Monday, May. 28, 1956

The Watchword: Caution

"The present mood of business is caution. There's been a slow climb to a very comfortable plateau on which businessmen make money and wage-earners have plenty to spend. The climb is over. The national economy could take plenty of lumps and remain where it is." Thus Harry Stoll, president of Chicago's Mandel Brothers department store, last week summed up the mood of many businessmen. Despite the slump in auto sales, tight money and sagging farm income, the nation's economy was actually holding up fine. Industrial production steadied at 142, only two points off December's peak. But caution was the watchword.

The need for it was underlined by the soft spots in the nation's business, and the blame for them fell on the Federal Reserve Board's tight-money policy. In Washington, Joseph B. Haverstick, president of the National Association of Home Builders, noted that the mortgage squeeze had caused a 20% drop in April housing starts. "The trend is still sharply downward," he said. "Unless there is some immediate improvement in the financing picture, the outlook for the remainder of the year is not hopeful."

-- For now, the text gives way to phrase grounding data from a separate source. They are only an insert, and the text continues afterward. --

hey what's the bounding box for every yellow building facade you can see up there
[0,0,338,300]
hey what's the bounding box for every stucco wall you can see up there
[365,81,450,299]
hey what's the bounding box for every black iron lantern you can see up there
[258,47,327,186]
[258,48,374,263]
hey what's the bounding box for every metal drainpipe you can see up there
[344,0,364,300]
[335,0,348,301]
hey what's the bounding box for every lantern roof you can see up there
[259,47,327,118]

General Motors President Harlow Curtice demanded that the FRB ease credit. Curtice cut his 6,500,000 forecast of auto production to 5,800,000, blamed the drop on tight money. Said he: "I still believe the Federal Reserve Board's policy is not warranted and should be reversed, and promptly."

Treasury Secretary George Humphrey, who had privately opposed the boost in discount rates, now publicly said that it was unnecessary and that "natural conditions" would have checked any trend toward inflation.

No Time for Margin. At the semiannual meeting of the Commerce Department's Business Advisory Council, the nation's top industrialists worried that tight money might force cutbacks in industry's expansion plans. Said Scripto's President James V. Carmichael: ("There's no question the tightening of credit has put a slight damper on our long-range planning." Department Store (Daniels & Fisher) President Joe Ross worried that the money shortage might cut back on Denver's "tremendous growth." Complained Ross: "The cost of expansion is prohibitive because of the money rates." But few businessmen had been forced to alter building and modernization plans. Actually, the elimination of marginal industrial expansion had been one of FRB's chief aims. With 1956 capital expenditures running 30% ahead of last year's rate, much expansion could be postponed without damage to the economy.

No Cause for Tears. Despite Harlow Curtice's complaints, most auto dealers were not adversely affected by the tight money. One of Michigan's biggest dealers estimated that three out of every five loan applications were being turned down, but good credit risks had little trouble. Most dealers blamed last year's mammoth production and this year's poor weather for the sales slump. Said San Francisco's Ellis Brooks, a big Chevrolet dealer: "Everybody cries a little bit, even with a loaf of bread under his arm."

And not even everybody was crying. Predicted Sears. Roebuck & Co.'s Board Chairman T. V. House: "There is a likelihood of some drop in the third quarter, due to a slower rate of inventory buying, but the expectation is that the fourth quarter will regain today's level in volume. If there is an increase in price, the value of total production will be above the current high level."